Truck Books

Why are little boys are so fascinated by trucks? Is it their size, their variety, their bright colors? Whatever the case, trucks are a good topic for a picture book. I recently reviewed several new truck-focused picture books for my three-year-old truck-loving grandson and discovered, as with all books, that it comes down to one’s personal preference.

Truck by Donald Crews, is a Caldecott Honor Award winner that has no text. The book takes readers on a brightly colored visual journey that a truck takes from a loading dock to delivery of its shipment.  It didn’t appeal to me. I like a story with my pictures.

Little Blue Truck Leads the Way

Alice Shertle, Author, Jill McElmurry, Illustrator

A cross between City Mouse and Country Mouse and The Little Engine That Could, this sweet rhyming story shows how the little blue truck makes his way through the densely packed city, providing a way for the mayor to help get stalled traffic moving again.
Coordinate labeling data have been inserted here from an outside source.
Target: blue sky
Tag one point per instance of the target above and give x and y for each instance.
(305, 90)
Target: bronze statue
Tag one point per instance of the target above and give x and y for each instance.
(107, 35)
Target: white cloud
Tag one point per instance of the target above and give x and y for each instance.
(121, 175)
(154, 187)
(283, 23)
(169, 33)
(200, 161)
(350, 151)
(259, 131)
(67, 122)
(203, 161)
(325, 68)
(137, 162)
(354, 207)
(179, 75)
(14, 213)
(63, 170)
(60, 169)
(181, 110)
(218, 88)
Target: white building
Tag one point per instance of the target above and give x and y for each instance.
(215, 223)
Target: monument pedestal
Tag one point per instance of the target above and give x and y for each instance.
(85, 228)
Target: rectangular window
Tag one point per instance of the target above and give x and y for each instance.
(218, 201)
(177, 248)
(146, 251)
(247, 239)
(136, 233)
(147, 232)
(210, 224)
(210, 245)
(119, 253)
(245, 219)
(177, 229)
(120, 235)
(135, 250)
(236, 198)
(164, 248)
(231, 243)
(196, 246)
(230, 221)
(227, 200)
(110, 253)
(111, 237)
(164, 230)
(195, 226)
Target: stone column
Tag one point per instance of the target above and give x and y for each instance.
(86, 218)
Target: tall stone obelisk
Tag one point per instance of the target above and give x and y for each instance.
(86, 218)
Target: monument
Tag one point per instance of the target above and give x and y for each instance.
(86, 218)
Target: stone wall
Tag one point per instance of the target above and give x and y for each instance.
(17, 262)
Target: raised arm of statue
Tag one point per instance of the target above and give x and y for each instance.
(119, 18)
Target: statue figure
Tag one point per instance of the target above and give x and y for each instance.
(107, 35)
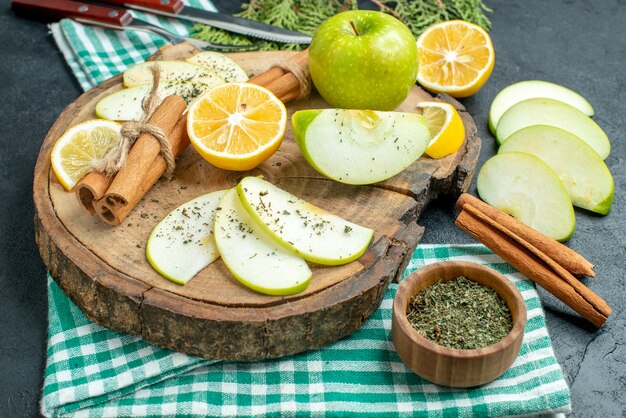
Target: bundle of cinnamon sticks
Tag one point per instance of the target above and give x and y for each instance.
(113, 197)
(547, 262)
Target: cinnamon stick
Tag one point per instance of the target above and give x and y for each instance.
(282, 82)
(92, 188)
(561, 254)
(530, 261)
(128, 180)
(114, 214)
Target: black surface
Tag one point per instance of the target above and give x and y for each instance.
(579, 44)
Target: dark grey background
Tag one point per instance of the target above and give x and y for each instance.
(580, 44)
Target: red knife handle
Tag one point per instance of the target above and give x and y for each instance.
(168, 6)
(59, 9)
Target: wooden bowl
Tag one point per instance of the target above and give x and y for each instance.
(447, 366)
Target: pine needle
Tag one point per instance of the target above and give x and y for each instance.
(306, 15)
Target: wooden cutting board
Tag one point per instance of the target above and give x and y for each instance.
(103, 269)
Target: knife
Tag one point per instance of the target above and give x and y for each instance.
(105, 17)
(176, 9)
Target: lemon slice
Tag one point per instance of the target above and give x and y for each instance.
(446, 128)
(455, 57)
(76, 150)
(236, 126)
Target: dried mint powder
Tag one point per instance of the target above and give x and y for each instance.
(461, 314)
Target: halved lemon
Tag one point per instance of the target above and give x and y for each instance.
(237, 126)
(80, 146)
(446, 128)
(456, 57)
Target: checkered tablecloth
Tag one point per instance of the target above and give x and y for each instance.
(95, 372)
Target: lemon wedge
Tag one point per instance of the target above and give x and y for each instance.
(455, 57)
(446, 128)
(76, 150)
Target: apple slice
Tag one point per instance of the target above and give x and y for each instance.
(126, 104)
(553, 113)
(525, 187)
(252, 256)
(359, 146)
(585, 176)
(172, 71)
(221, 65)
(182, 244)
(307, 230)
(532, 89)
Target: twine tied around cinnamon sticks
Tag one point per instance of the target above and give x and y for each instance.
(151, 144)
(116, 157)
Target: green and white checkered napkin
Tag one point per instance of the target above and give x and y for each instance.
(96, 54)
(94, 372)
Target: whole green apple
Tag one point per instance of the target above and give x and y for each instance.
(363, 59)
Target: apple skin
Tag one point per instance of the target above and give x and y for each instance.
(375, 70)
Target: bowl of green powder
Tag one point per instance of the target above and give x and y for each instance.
(458, 324)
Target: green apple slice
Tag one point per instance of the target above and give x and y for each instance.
(525, 187)
(252, 256)
(171, 71)
(126, 104)
(359, 146)
(182, 244)
(307, 230)
(585, 176)
(221, 65)
(532, 89)
(553, 113)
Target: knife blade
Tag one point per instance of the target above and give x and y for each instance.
(176, 9)
(106, 17)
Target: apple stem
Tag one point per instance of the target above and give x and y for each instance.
(356, 31)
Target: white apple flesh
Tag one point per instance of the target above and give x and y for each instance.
(532, 89)
(585, 176)
(553, 113)
(172, 71)
(182, 244)
(304, 229)
(525, 187)
(126, 104)
(360, 146)
(252, 256)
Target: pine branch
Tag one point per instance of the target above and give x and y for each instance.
(306, 15)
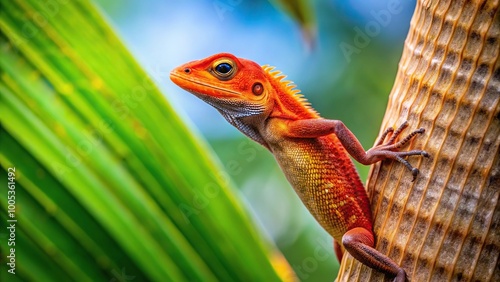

Everything Goes on Land Bryan Biggs Author/Illustrator

Each page is teeming with a busy city scene, vibrantly illustrated, with “comments” from different vehicles, but there is no cohesive story. I found this book, which reminds me of Richard Scarry books, totally overwhelming.

Machines Go to Work in the City William Low Author/Illustrator

This is an engaging book, illustrated in bright colors, that exposes readers to different kinds of trucks and machines that work in the city. An interactive feature asks a question that is answered by lifting a flap. For example, what happens to the garbage after it gets picked up? The flap reveals the garbage going from the truck into the dump.

I’m a Truck Driver by Jonathan London, illustrated by David Parkins

This is my favorite truck book. In rhyme, each page imagines the child  (along with his pet cat) in the driver’s seat of a particular truck. He is a power shovel operator, a combine operator, and a tractor trailer driver doing its work. I think my three-year-old truck lover will enjoy imagining himself in these drivers’ seats too.

PS I couldn’t help noticing that of the five truck books I reviewed, four were written and illustrated by men.